Connery's acceptance of the role in the comic book adaptation was party due to his regret of turning down the role of Gandalf in the Lord of the Rings trilogy. The Scotsman declared that he did not understand the script, and passed on the chance to star in a beloved trilogy, win Oscars and earn boatloads of cash to Sir Ian McKellan. It's likely that Connery didn't understand The League of Extraordinary Gentleman either, but perhaps he thought that scripts he didn't understand equals surefire hits. He was wrong, and soon after, he was gone.

What's he doing now?

Sean Connery is 85, so I assume that right now he's either a.) Asleep, b.) At the Post Office or, c.) Grumbling about youths. The man is, quite rightly, enjoying his retirement and has no intention of returning to acting. Rumors of cameo roles in the fourth Indiana Jones film and Skyfall did not come to pass, so if you want to see a Connery film again you had better get out your Bond DVDs.

Gene Hackman

To quite a lot of people, Gene Hackman is Lex Luthor. He played Superman's arch enemy in Superman and Superman II (and Superman IV: The Quest For Peace, but let's not talk about that) but even aside from that iconic role, his filmography is a list of critically acclaimed and beloved films: French Connection, The Poseidon Adventure, The Conversation, Young Frankenstein, The Firm, Unforgiven, Get Shorty, The Royal Tenenbaums...you get the idea.

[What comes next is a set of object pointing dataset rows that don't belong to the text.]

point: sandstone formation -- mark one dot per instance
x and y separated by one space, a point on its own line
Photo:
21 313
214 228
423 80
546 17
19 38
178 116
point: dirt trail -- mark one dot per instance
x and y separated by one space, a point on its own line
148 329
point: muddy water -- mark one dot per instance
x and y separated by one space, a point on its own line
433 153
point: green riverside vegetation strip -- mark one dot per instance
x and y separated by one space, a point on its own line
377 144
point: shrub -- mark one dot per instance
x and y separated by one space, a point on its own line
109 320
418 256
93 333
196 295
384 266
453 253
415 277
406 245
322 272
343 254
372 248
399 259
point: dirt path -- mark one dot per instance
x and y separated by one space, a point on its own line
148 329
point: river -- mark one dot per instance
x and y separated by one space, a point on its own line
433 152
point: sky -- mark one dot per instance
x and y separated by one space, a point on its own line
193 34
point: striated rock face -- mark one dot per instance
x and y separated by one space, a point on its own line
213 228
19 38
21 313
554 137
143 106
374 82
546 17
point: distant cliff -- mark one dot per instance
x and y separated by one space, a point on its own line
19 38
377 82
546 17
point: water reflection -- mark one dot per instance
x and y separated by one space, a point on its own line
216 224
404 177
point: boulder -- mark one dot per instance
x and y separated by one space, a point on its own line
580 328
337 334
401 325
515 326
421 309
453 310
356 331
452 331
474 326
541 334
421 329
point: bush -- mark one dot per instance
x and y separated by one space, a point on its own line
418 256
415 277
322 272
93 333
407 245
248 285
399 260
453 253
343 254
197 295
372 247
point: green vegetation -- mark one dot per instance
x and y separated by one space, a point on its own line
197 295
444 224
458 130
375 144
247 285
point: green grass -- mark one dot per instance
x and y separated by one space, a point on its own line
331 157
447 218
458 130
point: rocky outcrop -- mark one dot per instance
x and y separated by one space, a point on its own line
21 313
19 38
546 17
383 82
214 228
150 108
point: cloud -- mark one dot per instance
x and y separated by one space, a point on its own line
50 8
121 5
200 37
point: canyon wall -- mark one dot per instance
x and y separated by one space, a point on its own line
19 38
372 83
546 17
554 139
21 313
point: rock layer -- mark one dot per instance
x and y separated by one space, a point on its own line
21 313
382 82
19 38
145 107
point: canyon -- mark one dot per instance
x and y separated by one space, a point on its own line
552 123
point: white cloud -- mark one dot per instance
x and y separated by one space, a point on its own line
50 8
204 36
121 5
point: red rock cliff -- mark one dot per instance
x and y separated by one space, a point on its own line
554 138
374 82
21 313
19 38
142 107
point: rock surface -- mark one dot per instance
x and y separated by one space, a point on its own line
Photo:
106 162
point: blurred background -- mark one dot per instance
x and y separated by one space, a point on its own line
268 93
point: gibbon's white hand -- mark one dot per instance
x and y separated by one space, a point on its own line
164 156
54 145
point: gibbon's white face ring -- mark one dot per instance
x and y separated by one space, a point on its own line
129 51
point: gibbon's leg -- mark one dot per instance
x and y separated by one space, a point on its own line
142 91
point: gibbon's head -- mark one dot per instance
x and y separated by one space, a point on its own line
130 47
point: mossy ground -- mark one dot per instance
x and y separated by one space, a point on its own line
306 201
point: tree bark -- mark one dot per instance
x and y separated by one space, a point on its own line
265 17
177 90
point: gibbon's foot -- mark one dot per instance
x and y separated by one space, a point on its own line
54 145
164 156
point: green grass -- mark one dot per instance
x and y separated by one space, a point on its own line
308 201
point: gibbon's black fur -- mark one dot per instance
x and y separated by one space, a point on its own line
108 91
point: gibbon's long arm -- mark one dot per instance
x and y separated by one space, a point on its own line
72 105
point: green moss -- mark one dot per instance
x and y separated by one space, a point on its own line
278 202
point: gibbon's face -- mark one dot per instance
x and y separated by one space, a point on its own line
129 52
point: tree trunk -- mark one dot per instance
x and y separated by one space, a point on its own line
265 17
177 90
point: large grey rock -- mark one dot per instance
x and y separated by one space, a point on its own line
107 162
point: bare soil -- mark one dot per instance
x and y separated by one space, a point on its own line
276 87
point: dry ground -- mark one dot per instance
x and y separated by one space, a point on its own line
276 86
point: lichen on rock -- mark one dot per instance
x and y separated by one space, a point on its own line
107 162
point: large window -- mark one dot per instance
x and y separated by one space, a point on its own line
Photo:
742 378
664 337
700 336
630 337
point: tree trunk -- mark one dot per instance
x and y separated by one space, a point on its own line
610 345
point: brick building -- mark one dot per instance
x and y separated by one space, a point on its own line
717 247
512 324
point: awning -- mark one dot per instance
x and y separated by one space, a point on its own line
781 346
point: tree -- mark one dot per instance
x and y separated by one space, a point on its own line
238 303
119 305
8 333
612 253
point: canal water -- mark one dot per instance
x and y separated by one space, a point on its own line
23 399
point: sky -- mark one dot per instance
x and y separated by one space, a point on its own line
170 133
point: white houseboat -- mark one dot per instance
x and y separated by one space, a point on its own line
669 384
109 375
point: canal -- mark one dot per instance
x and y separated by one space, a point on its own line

These films made Hackman's name, a name that remains legendary even though he hasn't appeared on-screen since playing second billing to the acting powerhouse that is Ray Romano in the 2004 comedy Welcome to Mooseport. Hackman doesn't do much in the way of press, but gave an interview at the time to say that he had "no future projects lined up" and that, as far as Hollywood was concerned, was that.

What's he doing now?

Hackman didn't follow Connery's lead into a quiet retirement of doing no kind of work at all. Instead, he has turned his hand to writing. He has published six novels of historical fiction (four alongside archaeologist Daniel Lenihan, and two on his own) and now has a full-blown second career as an author. If you want to see Gene Hackman again, don't go to a cinema, get yourself down to a book signing.

Greta Garbo

Swedish actress Greta Garbo was a legend during Hollywood's "golden age" and silent era. Having initially had roles in European silent films, Garbo moved to America and made a mind boggling ten films between 1926 and 1929. Garbo made the leap from silent film to "talkies" and succeeded wildly; she was nominated for the Best Actress Oscar twice in 1930, for two different films. She continued act prolifically in films adored by the public and critics until 1941 and her final role in romantic comedy Two-Faced Woman. The film was considered a flop, especially by Garbo's previously perfect standards. At the age of 36, having made an amazing 28 films in 16 years, Garbo decided that Two-Faced Woman (a film she referred to as "my grave") would be her last.

What did she do after?

I can't say "what's she doing now?", of course, because Garbo died 1990 aged 84. It's fair to say that what she did after retirement from acting can only be speculated at by the general public. Even during her days of stardom, Garbo was a quiet, reclusive figure who retired to a life of solitude. She was offered several roles throughout the rest of her life, all of which she rejected. She didn't give interviews, sign autographs or respond to fan mail. She lived by herself, and enjoyed socializing with close friends and taking walks, often alone. And that is about all we know.